In Laura Barnett's first novel, a good idea is cleverly executed. Its protagonists meet as Cambridge University undergraduates in 1958 when, following a minor cycling accident, Jim invites Eva for drinks. Eva accepts, ditches her boyfriend, David, and eventually marries Jim. However, that's only "version one". In "version two", Eva rejects Jim and marries David. Furthermore, in "version three", Eva starts seeing Jim then discovers she's pregnant by David. Confusing? Not for long.
Across half a century, the three versions of her characters' lives unfold, leaving the reader contemplating chance, fate and the paths we too might have taken. Eva and Jim succeed and fail, love and lose, they become parents and some of the novel's subtler qualities concern their children's differing personalities and fortunes.
A novel's success depends in part on its author's ability to sew together narrative strands and, in this, The Versions of Us is a confident debut.

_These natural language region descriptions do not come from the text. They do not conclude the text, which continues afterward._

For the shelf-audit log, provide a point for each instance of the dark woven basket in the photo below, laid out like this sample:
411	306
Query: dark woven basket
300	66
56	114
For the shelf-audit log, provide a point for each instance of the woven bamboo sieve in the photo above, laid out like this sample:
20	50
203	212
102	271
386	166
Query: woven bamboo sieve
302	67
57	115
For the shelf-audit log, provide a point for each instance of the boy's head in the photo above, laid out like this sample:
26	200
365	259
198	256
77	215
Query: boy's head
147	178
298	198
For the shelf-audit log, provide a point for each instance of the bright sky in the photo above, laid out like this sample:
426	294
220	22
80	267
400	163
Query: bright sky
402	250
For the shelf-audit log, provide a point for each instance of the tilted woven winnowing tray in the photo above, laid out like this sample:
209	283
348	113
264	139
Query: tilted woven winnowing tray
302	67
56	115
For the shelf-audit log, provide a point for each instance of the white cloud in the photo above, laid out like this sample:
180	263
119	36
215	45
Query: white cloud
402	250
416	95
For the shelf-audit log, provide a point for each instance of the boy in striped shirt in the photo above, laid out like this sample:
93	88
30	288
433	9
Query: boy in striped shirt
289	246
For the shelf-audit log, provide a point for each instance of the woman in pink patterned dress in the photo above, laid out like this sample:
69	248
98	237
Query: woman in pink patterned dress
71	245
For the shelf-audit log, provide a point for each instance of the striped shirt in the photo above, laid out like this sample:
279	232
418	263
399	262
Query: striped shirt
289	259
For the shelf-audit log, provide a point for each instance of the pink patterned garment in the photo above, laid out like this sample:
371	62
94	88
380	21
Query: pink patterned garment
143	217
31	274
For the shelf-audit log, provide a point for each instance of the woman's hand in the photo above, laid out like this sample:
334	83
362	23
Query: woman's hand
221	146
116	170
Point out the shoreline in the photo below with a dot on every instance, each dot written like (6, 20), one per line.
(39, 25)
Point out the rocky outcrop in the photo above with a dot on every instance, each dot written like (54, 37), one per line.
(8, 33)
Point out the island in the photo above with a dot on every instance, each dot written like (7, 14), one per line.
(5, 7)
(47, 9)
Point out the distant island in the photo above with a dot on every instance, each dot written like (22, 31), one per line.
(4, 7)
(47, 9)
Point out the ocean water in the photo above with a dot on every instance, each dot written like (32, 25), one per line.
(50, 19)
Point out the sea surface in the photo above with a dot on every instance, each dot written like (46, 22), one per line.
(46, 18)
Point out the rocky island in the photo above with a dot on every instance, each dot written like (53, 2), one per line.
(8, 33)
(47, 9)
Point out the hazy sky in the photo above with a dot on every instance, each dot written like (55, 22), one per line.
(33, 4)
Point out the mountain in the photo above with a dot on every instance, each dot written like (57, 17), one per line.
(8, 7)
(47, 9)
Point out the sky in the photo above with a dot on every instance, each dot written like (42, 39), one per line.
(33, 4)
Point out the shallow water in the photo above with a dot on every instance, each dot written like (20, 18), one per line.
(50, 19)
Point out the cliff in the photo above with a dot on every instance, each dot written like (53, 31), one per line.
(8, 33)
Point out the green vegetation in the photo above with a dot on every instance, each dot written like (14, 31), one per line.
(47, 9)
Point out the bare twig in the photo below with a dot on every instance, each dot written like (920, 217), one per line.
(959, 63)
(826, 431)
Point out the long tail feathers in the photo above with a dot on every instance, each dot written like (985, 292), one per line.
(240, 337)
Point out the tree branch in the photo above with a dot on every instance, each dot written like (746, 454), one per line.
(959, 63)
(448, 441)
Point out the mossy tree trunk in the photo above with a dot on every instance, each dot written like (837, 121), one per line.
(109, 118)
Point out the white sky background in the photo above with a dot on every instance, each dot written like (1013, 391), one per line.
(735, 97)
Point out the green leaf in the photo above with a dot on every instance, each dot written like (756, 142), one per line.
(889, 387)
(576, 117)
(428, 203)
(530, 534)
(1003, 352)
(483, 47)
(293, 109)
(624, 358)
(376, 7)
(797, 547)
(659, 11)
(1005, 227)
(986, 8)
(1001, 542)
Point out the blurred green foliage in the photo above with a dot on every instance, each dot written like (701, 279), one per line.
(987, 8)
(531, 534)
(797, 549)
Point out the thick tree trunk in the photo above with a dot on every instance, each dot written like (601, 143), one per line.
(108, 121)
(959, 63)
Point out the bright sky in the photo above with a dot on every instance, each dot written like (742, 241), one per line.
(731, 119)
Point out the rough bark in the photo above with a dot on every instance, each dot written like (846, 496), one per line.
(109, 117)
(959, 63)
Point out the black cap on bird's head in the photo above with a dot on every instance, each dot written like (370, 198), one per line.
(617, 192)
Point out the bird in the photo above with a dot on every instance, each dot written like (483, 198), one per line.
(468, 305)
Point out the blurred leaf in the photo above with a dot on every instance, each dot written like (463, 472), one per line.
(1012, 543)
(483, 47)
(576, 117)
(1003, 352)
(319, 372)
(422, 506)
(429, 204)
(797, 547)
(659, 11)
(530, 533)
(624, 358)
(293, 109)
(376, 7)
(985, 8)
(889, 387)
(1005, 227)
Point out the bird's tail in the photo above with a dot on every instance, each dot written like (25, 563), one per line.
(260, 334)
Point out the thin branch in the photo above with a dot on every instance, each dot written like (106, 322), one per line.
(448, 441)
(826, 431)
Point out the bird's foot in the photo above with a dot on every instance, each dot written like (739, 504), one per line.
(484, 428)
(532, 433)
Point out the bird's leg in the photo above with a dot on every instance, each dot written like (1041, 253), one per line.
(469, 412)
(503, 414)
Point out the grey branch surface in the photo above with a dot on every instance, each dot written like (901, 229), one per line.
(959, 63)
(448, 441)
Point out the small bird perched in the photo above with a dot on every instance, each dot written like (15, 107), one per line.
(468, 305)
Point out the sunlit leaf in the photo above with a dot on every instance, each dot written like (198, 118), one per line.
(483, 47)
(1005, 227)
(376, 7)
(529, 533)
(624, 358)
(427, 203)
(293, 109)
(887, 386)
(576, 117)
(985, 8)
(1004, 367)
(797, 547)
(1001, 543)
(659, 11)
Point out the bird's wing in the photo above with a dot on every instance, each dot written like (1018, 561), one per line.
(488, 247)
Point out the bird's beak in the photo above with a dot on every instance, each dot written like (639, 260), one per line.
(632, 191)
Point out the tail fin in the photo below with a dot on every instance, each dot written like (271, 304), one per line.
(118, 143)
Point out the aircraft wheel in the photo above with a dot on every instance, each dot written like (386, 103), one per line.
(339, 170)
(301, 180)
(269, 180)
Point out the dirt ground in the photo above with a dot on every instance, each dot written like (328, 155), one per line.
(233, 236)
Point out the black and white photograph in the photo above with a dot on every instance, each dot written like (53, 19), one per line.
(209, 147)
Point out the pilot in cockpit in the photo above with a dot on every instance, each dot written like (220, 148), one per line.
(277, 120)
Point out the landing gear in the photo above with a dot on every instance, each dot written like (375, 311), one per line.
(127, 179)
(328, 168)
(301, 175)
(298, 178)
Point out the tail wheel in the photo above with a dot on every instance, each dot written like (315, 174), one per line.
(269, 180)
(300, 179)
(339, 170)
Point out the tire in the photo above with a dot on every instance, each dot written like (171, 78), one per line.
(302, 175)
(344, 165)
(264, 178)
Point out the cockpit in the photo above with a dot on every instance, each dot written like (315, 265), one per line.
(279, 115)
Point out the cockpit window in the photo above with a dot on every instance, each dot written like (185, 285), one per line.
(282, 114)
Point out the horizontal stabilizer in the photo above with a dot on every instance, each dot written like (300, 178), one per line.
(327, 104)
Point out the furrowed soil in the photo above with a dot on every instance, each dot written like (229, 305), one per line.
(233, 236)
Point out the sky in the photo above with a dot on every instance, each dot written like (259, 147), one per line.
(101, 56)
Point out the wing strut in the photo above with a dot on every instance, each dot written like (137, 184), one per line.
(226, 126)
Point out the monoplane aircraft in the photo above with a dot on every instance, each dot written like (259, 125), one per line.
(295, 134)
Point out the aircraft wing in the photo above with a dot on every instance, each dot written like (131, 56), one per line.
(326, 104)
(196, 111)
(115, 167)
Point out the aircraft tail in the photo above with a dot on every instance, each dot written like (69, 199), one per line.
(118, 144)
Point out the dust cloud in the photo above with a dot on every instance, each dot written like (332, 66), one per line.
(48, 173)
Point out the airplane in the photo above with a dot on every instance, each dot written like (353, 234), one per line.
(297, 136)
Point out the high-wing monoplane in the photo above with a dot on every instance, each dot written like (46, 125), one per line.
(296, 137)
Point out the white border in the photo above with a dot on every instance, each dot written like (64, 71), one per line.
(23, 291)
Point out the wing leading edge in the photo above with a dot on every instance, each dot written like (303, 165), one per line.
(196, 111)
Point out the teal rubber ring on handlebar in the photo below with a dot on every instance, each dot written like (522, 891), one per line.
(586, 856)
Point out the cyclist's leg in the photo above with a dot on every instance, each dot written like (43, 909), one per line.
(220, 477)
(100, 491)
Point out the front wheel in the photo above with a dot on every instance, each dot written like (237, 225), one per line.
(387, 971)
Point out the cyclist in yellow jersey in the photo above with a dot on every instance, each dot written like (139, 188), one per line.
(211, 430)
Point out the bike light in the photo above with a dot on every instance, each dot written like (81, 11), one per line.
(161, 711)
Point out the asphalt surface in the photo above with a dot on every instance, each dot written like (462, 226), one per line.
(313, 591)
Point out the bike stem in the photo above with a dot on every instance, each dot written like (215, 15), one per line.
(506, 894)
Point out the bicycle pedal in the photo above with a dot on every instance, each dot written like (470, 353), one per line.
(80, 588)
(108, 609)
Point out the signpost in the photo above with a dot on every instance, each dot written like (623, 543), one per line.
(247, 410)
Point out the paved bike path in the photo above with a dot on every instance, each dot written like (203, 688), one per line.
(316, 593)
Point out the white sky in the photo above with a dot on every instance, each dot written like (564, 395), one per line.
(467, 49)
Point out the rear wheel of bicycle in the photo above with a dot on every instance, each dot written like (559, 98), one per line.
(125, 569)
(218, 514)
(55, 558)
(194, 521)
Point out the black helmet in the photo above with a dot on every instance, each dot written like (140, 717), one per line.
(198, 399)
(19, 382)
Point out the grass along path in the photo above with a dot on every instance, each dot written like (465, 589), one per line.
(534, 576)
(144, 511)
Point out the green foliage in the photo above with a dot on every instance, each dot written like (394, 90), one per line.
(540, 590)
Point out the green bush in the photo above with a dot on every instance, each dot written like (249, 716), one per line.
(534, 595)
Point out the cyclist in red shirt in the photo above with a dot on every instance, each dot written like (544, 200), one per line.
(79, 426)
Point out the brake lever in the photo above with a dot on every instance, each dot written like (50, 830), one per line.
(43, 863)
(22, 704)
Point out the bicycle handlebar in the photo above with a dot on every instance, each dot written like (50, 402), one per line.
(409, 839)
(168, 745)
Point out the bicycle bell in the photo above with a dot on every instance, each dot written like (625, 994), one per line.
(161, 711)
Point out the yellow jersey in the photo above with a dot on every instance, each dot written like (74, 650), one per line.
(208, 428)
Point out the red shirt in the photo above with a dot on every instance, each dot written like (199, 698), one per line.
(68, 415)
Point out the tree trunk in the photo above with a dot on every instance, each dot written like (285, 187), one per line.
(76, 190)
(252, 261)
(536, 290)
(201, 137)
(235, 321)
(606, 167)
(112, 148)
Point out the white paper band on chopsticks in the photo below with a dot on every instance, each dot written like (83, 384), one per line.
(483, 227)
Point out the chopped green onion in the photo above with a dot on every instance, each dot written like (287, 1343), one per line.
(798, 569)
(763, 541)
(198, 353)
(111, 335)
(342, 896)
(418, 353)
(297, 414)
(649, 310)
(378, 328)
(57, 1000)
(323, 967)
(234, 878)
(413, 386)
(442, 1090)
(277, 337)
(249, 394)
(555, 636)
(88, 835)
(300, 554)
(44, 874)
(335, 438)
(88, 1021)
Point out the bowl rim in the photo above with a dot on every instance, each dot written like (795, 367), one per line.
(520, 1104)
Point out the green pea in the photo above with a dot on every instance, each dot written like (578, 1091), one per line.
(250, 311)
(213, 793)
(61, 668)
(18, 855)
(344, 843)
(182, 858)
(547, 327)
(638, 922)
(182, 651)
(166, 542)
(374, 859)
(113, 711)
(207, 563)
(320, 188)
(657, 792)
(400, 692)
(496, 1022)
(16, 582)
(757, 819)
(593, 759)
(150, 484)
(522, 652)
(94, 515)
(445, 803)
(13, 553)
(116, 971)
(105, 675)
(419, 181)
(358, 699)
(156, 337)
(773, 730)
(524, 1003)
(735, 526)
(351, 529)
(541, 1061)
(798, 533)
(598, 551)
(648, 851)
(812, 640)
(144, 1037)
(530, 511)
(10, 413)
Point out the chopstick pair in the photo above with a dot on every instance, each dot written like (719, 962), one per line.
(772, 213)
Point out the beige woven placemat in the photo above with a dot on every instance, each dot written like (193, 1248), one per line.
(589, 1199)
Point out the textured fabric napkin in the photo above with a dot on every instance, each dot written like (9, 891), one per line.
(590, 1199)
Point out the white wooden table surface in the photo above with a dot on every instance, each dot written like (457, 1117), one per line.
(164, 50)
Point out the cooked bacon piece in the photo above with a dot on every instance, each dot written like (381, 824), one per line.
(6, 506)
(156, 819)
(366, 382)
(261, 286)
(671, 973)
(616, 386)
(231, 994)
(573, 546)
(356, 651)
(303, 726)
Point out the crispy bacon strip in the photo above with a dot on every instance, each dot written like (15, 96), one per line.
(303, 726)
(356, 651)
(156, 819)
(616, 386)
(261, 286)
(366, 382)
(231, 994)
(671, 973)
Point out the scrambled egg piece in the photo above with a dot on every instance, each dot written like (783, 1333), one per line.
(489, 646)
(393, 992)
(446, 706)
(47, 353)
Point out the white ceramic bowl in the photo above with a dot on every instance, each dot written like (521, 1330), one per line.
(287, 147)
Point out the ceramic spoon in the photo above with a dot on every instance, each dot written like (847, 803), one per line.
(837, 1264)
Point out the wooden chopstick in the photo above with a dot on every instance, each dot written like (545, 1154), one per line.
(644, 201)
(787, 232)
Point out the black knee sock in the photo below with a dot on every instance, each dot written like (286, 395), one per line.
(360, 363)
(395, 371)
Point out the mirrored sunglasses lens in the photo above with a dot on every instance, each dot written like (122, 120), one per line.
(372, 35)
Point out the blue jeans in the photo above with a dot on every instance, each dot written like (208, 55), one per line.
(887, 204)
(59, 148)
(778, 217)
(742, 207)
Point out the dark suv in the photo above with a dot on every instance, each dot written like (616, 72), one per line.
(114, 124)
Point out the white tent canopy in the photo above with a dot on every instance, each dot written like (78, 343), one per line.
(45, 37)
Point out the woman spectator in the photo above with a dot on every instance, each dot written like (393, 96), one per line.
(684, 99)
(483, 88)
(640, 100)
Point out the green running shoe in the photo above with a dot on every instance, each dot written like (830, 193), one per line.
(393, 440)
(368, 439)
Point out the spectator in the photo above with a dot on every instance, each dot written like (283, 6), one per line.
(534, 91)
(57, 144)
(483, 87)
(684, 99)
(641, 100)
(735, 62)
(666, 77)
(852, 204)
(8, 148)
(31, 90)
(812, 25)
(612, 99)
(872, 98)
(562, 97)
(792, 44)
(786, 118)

Why then does it feel insubstantial? It really comprises three short novels, which each attempt to capture lives in around 150 pages, so events are often skimmed. The same applies to settings because, although Cambridge and London are fairly vivid, Eva and Jim merely scratch the surfaces of Paris, Rome and Cornwall. Their rootlessness makes for a shallow, touristic reading experience.
At times, the title could be "the clichés of us" so predictable are the characters' trajectories. With age, they stop painting or writing, start Facebooking; some get fat, others wither, but most experience a "sense of diminution" as life becomes a cycle of loneliness, illness and funerals. Then there are mistakes that undermine the novel's integrity. When Jim moves to Cornwall to be with Helena, on whose lips he tastes "the soft, salty tang of the sea", they share a house with some fellow painters: "You'll know of the St Ives colony… Hepworth et al? Well, Trelawney House is just down the road, and it isn't at all dissimilar."
It's very dissimilar. "The St Ives colony" is famous because, for a period in the mid-20th-century, its artistic output rivalled that of New York, so suffice to say "Hepworth et al" weren't sharing stew-making rotas like the hippies in Jim's jumped-up commune. Also, Helena drives Jim to St Ives to board the sleeper train to London but you cannot, and never could, catch the sleeper from St Ives. Finally, the scene where Eva dances to the pianist "Dave Brubeck's slinking saxophone" demonstrates that sometimes it really is best to write about what you know.